I am excited about the election of Kamala Harris—an African American, Asian American woman and daughter of an immigrant—to serve as the United States Vice President.
She is a compassionate person who brings a wealth of experiences to the office. She is one of many new faces that bring a breath of fresh air and a spirit of unity and diversity that reflects America’s reality.
The 116th Congress (2020) began with the highest number of African American members ever at the start of a Congress: 57, including 52 representatives, two delegates, and three senators. (Congressional Research Service https://crsreports.congress.gov/) The final numbers for 2021 will reflect another increase.
In total, 163 African Americans have served in Congress. This includes 153 African Americans (147 representatives and six delegates) elected only to the House of Representatives; nine African Americans elected or appointed only to the Senate; and one African American who has served in both chambers.
The first African American members, Senator Hiram Revels of Mississippi and Representative Joseph Rainey of South Carolina, took their oaths of office in 1870. These first two were among the 22 African American members (two in the Senate, 20 in the House) who began their service following the Civil War but before the 20th Century.

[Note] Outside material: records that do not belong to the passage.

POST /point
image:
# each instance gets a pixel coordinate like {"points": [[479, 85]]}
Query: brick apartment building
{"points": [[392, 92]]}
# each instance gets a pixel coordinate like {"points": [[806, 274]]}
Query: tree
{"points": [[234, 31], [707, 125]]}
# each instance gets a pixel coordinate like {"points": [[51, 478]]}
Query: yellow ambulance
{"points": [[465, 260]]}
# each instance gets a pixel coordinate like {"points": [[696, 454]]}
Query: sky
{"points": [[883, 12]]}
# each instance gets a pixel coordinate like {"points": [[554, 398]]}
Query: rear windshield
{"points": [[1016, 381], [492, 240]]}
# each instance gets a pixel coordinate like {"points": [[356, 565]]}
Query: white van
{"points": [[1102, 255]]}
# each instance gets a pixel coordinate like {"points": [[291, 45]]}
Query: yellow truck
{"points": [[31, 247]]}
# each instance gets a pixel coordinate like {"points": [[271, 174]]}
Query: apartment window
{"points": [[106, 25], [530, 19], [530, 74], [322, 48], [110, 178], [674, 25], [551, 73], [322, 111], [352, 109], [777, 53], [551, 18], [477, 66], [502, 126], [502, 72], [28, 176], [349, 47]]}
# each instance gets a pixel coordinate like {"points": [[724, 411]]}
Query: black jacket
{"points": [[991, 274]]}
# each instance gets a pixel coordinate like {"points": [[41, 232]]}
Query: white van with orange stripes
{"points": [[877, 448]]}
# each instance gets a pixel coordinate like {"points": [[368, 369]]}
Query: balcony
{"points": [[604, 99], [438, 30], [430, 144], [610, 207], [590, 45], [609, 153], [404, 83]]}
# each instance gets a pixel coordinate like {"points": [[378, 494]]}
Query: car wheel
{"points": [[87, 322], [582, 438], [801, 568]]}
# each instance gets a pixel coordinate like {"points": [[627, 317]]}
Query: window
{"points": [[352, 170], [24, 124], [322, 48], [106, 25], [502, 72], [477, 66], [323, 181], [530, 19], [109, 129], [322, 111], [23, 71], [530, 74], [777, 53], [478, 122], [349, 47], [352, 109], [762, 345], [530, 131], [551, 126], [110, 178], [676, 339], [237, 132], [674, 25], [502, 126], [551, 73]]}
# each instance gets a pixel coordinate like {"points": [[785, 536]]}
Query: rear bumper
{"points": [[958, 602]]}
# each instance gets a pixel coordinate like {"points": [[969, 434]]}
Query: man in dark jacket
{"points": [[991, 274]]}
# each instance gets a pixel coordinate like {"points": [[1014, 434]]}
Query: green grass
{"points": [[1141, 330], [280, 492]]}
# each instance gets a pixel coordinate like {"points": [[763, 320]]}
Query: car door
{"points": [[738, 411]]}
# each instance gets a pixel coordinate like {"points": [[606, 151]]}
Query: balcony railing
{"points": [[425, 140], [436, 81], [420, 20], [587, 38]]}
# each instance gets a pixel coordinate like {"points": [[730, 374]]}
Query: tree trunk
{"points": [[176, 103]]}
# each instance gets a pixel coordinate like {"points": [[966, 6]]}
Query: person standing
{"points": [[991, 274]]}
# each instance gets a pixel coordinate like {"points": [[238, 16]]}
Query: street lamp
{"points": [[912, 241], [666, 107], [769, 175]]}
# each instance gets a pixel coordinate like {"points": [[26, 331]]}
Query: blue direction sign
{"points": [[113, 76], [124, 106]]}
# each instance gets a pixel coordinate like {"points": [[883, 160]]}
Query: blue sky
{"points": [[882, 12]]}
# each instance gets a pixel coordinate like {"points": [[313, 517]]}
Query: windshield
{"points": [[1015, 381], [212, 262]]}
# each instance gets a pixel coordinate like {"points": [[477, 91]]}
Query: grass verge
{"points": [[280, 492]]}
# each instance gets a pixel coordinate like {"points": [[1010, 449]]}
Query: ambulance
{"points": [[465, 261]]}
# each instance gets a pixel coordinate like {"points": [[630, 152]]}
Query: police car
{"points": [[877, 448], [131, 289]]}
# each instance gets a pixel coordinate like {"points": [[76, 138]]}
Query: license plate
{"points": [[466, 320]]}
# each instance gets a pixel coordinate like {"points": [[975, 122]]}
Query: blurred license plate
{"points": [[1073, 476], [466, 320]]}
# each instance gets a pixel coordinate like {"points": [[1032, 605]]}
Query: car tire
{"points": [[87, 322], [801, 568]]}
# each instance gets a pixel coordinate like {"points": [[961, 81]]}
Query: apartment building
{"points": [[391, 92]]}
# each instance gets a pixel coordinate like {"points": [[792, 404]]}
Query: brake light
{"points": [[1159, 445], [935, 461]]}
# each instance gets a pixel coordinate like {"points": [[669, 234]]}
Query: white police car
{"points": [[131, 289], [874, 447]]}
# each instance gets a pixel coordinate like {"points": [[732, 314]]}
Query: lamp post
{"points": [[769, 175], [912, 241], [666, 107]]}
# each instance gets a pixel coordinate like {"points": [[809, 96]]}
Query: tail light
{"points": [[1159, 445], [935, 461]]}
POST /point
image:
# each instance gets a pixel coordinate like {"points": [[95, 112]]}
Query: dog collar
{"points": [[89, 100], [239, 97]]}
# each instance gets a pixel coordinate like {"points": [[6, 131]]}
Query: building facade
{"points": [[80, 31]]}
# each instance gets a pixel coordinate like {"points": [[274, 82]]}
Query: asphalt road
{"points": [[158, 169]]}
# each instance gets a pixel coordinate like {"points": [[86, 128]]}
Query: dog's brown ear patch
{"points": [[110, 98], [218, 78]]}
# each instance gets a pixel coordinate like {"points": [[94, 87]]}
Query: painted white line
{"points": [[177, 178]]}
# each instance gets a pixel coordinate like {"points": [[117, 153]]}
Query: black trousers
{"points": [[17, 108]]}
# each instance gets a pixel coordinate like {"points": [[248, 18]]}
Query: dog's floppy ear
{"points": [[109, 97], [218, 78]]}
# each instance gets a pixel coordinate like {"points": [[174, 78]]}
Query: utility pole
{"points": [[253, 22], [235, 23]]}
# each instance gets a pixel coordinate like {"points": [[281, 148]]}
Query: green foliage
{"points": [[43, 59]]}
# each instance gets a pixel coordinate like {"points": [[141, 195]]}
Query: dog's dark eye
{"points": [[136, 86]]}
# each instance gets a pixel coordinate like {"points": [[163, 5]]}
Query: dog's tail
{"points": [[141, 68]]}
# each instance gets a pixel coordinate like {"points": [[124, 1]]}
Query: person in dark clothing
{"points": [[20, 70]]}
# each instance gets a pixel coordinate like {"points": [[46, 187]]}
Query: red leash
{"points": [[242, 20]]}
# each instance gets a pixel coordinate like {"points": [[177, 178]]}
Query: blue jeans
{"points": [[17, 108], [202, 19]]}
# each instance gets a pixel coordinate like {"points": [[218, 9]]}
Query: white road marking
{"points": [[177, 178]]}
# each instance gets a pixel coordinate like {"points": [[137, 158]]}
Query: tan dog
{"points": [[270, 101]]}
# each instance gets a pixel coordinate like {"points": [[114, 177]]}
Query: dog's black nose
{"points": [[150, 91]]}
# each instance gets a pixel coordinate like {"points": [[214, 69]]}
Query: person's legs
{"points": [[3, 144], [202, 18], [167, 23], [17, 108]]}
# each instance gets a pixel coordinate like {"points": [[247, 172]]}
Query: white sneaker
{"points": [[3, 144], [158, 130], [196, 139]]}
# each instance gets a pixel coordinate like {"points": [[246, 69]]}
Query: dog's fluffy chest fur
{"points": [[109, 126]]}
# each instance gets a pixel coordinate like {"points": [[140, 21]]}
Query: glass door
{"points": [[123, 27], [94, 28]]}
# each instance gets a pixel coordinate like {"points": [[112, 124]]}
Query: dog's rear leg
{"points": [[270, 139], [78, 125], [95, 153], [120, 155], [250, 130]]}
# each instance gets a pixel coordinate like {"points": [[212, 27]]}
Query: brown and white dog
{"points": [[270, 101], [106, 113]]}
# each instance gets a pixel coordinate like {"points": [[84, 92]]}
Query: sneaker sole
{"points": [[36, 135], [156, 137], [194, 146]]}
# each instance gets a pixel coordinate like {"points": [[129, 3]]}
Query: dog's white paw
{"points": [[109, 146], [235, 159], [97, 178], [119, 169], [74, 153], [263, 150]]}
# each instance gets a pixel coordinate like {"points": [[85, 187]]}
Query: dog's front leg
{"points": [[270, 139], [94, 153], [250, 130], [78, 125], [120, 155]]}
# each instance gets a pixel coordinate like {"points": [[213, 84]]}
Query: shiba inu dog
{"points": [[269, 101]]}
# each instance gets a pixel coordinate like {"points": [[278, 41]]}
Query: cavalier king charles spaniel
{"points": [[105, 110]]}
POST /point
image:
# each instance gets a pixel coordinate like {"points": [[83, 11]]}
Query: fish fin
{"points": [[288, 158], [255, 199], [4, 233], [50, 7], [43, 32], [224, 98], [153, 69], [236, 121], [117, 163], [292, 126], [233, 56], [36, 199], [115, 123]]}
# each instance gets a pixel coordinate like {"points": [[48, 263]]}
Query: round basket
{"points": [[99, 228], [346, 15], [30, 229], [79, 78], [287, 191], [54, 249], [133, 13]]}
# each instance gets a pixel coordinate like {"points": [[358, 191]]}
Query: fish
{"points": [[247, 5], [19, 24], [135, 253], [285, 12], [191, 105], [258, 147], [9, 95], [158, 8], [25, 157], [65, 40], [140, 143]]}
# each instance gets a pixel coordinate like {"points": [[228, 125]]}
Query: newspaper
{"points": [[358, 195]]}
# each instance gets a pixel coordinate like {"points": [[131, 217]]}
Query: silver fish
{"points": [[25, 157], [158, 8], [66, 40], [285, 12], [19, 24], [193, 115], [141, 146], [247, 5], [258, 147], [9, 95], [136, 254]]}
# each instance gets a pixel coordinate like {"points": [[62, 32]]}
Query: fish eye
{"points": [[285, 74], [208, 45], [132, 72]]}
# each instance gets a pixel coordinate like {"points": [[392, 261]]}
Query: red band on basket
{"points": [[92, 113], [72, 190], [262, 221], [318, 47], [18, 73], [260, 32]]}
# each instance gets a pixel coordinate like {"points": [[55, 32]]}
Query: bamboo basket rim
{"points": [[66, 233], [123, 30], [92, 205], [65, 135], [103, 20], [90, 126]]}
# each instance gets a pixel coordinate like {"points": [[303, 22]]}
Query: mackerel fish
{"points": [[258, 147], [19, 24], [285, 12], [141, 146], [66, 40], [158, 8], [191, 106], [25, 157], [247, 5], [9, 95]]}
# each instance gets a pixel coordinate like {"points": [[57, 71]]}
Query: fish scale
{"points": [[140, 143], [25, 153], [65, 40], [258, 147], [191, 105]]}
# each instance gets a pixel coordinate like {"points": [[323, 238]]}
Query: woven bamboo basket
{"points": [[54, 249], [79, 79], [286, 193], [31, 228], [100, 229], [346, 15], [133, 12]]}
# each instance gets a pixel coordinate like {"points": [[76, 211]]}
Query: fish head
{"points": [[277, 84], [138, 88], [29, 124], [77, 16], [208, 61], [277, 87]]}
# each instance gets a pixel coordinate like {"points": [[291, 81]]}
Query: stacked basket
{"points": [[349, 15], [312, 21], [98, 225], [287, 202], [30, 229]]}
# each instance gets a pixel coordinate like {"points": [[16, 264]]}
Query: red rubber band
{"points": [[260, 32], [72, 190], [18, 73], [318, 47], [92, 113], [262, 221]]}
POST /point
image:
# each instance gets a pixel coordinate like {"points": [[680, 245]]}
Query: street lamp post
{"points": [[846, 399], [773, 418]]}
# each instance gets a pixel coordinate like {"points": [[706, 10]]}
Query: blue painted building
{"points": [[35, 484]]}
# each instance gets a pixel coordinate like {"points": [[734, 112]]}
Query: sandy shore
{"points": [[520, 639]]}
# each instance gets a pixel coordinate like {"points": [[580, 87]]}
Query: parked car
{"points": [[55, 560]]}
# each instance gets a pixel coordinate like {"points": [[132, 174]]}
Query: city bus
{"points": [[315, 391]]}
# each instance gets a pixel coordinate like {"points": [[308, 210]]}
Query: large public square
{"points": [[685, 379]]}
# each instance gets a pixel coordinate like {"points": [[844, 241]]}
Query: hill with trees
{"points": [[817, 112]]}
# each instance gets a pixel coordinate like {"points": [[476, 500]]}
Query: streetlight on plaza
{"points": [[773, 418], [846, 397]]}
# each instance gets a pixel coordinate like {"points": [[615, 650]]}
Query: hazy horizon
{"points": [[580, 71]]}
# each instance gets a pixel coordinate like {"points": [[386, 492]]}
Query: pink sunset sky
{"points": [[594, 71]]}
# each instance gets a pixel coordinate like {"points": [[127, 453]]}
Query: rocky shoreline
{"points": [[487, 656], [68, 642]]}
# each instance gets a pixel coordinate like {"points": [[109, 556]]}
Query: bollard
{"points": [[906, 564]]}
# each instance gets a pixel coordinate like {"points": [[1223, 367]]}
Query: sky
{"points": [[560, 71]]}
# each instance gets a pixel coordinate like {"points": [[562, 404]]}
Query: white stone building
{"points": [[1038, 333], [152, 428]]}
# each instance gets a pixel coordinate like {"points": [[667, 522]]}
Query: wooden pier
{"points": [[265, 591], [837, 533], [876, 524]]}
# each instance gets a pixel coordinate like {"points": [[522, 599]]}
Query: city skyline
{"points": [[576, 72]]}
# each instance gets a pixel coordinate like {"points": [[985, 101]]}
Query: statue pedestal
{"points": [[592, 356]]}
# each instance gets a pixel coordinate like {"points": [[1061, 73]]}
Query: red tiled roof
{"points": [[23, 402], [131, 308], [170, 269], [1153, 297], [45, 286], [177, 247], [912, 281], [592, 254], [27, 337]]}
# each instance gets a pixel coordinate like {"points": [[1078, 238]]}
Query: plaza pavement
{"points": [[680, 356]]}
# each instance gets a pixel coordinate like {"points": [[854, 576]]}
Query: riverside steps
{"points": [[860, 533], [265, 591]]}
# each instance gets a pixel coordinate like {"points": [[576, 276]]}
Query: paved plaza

After these first 22, the presence of African Americans as members of Congress was not continuous, with subsequent periods without African American members in either chamber. (Source: Congressional Research Service)
This is just a tiny snippet of our shared history. I hope that our Congress and all governmental offices will become more inclusive to truly represent the makeup of our country. Systemic changes need to move forward at a faster rate.
We are in a new day, so let us be on the way together, working together, celebrating our diversity to make this a better nation for everyone.